Numerical Modelling of the Tsunami Generated by the Second Storegga Slide

Detailed research on this subject has recently been undertaken by Harbitz (1991, 1992) who has developed a mathematical model for the numerical simulation of water waves generated by the Second Storegga Slide. Harbitz has shown that the likely tsunami run-up values are greatly dependent on the average velocity of the landslide as well as the shear stress at the interface between the water and the slide body. He has shown that a landslide moving at an average velocity of 35 ms-1 would have produced average flood run-up values of between +3 and +5m along the eastern coast of Greenland, Iceland, Scotland and the western coast of Norway. By contrast, a landslide moving with a velocity of 50ms-1 is likely to have produced runup at the coast in excess of +20m. This value for flood runup is considerably higher than the empirically measured values of tsunami runup along the northern coastline of Scotland. Owing to the good correspondence between the measured runup values and the predicted values for a 35ms-1 slide velocity for this area, the latter landslide velocity is considered to be realistic.

Harbitz concluded that there is likely to have been a very marked initial drawdown of water (possibly in excess of -10m) prior to the arrival of the first major tsunami wave (possibly circa 10m high) along the west Norwegian coast. Tsunami runup of up to +10m (equivalent to a water level rise of +20m) follows within the space of two hours. The data of Harbitz suggest that the Second Storegga Slide was associated with two major tsunami waves as well as several minor water level fluctuations. More recently, Henry and Murty (1992) have developed a different numerical model of the Storegga Slide and have derived similar tsunami run-up values to those of Harbitz. These data suggest that there is a broad compatibility between the preliminary results of the landslide-generated tsunami models and the empirical results on tsunami run-up for the Scottish coast as suggested by Dawson et al. (1988). These results should be treated with caution, however, since, the run-up values take no account of the influence of nearshore bathymetry on regional variations in former tsunami run-up. Nor do they include the effect of tidal variations during the period of tsunami propagation. In theory, this effect could add or subtract circa 3m to the tsunami runup above the position of mean sea level on the day that the tsunami took place.

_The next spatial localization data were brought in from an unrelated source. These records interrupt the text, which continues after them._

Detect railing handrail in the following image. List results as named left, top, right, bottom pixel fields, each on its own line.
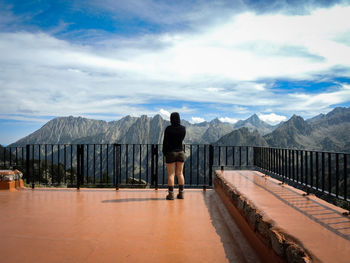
left=1, top=144, right=349, bottom=208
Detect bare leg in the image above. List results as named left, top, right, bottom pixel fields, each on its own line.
left=166, top=163, right=176, bottom=187
left=175, top=162, right=185, bottom=185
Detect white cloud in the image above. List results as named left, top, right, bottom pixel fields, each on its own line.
left=190, top=117, right=205, bottom=124
left=253, top=84, right=266, bottom=91
left=219, top=117, right=238, bottom=124
left=278, top=84, right=350, bottom=116
left=159, top=109, right=170, bottom=120
left=0, top=115, right=50, bottom=123
left=258, top=113, right=287, bottom=124
left=0, top=5, right=350, bottom=122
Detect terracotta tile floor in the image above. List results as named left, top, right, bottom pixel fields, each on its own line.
left=0, top=188, right=260, bottom=263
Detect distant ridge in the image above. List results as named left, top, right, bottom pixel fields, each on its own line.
left=264, top=107, right=350, bottom=152
left=215, top=127, right=268, bottom=146
left=10, top=107, right=350, bottom=152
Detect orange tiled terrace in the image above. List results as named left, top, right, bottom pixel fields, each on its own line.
left=1, top=144, right=350, bottom=263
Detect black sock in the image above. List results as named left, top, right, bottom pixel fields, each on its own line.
left=168, top=186, right=174, bottom=192
left=179, top=185, right=184, bottom=191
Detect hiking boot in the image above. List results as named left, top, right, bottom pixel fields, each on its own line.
left=166, top=191, right=174, bottom=200
left=177, top=190, right=184, bottom=199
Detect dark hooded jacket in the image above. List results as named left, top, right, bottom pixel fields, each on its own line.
left=162, top=112, right=186, bottom=155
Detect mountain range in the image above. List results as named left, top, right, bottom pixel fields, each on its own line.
left=9, top=107, right=350, bottom=152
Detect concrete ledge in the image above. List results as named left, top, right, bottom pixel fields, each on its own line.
left=215, top=172, right=313, bottom=263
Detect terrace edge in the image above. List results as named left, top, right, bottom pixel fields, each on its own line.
left=214, top=171, right=316, bottom=263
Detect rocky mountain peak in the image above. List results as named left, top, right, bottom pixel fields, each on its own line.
left=210, top=118, right=221, bottom=125
left=283, top=115, right=311, bottom=135
left=246, top=113, right=260, bottom=124
left=8, top=107, right=350, bottom=152
left=327, top=107, right=348, bottom=116
left=234, top=114, right=274, bottom=135
left=215, top=127, right=268, bottom=146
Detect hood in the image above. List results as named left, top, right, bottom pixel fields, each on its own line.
left=170, top=112, right=181, bottom=126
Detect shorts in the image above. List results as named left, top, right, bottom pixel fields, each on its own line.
left=165, top=151, right=186, bottom=163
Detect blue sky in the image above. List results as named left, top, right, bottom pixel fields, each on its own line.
left=1, top=0, right=350, bottom=145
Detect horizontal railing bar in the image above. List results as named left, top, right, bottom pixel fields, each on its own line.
left=2, top=144, right=348, bottom=208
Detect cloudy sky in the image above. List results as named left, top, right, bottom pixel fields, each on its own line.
left=1, top=0, right=350, bottom=145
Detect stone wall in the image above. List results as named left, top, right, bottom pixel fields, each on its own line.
left=214, top=172, right=313, bottom=263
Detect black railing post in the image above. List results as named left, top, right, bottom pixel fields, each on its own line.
left=132, top=144, right=135, bottom=184
left=15, top=147, right=18, bottom=169
left=93, top=144, right=96, bottom=184
left=316, top=152, right=319, bottom=190
left=38, top=145, right=41, bottom=185
left=190, top=145, right=192, bottom=186
left=146, top=144, right=149, bottom=184
left=246, top=146, right=249, bottom=167
left=100, top=144, right=103, bottom=184
left=119, top=144, right=122, bottom=186
left=26, top=145, right=30, bottom=185
left=77, top=144, right=82, bottom=190
left=239, top=146, right=242, bottom=167
left=64, top=145, right=67, bottom=184
left=328, top=153, right=331, bottom=196
left=106, top=144, right=109, bottom=184
left=77, top=145, right=80, bottom=189
left=114, top=144, right=120, bottom=190
left=336, top=153, right=339, bottom=198
left=209, top=145, right=214, bottom=188
left=253, top=147, right=256, bottom=166
left=310, top=151, right=313, bottom=189
left=31, top=145, right=35, bottom=189
left=296, top=150, right=299, bottom=182
left=322, top=152, right=325, bottom=192
left=113, top=144, right=116, bottom=187
left=81, top=145, right=85, bottom=186
left=9, top=147, right=12, bottom=168
left=197, top=145, right=200, bottom=186
left=301, top=151, right=304, bottom=184
left=344, top=154, right=347, bottom=201
left=232, top=146, right=235, bottom=166
left=125, top=144, right=128, bottom=184
left=305, top=151, right=308, bottom=186
left=86, top=145, right=89, bottom=184
left=204, top=145, right=207, bottom=190
left=155, top=145, right=159, bottom=190
left=151, top=145, right=154, bottom=187
left=2, top=146, right=5, bottom=168
left=51, top=145, right=54, bottom=185
left=58, top=144, right=60, bottom=185
left=139, top=144, right=142, bottom=184
left=70, top=145, right=73, bottom=186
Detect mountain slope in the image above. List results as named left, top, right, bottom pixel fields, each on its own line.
left=234, top=114, right=274, bottom=135
left=9, top=107, right=350, bottom=152
left=10, top=115, right=232, bottom=146
left=215, top=127, right=268, bottom=146
left=200, top=122, right=234, bottom=144
left=264, top=107, right=350, bottom=152
left=13, top=116, right=109, bottom=146
left=264, top=115, right=313, bottom=149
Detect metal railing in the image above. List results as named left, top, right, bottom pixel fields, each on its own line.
left=254, top=147, right=349, bottom=203
left=0, top=144, right=254, bottom=189
left=1, top=144, right=349, bottom=204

Despite the sophistication of the numerical models there are certain limitations that affect the mathematical calculation of runup. A feature of the tsunami generated in the numerical model of Harbitz (1992) is the high value (circa 200 km) for the tsunami wavelength. This means that, owing to scale differences, the model treats the coastline as almost a vertical wall against which runup takes place. In order to compensate for this inaccuracy, Harbitz defined a series of locations offshore yet close to the coast in circa 70m water depth where the waves were forced to deform over a hypothetically evenly sloping seabed surface (Table 2).

Table 2 Tsunami height offshore, nearshore seabed slope and runup, Second Storegga Slide (after Harbitz, 1992).

Locations	Site Number	Water Depth (m)	Nearshore Seabed Slope (degrees)	Tsunami Height Offshore (m)	Minimum Runup
Northern Scotland	6	61	0.13	1.2	3.7
Eastern Scotland	7	72	0.05	3.3	-
Eastern Scotland	8	76	0.23	2.5	3.3

Thus it was possible to calculate tsunami height offshore (Table 2). The chosen water depths are sufficiently shallow and imply that, owing to the large wavelengths involved, the waves have already been significantly deformed before being forced to move over an inclined seabed surface. The combined effects of these computations means that whereas the calculated values for tsunami height offshore are reasonably accurate, limited reliability can be placed on the computations of runup at the coast.

Time series analysis of tsunami height at the three offshore sites are shown in Figure 2 where one can observe that the average duration of the most dramatic water level oscillations is in the order of 6 hours.

A weakness of the Harbitz model of the Second Storegga tsunami is that it does not make any correction for tidal changes that may have occurred during the progress of the tsunami. The inshore transformation of the tsunami hydrodynamics described by Harbitz is as realistic as present technology allows. To date there have been no nearshore simulations of the Storegga tsunami for any specific coastal area nor for the North Sea region. This is a research priority.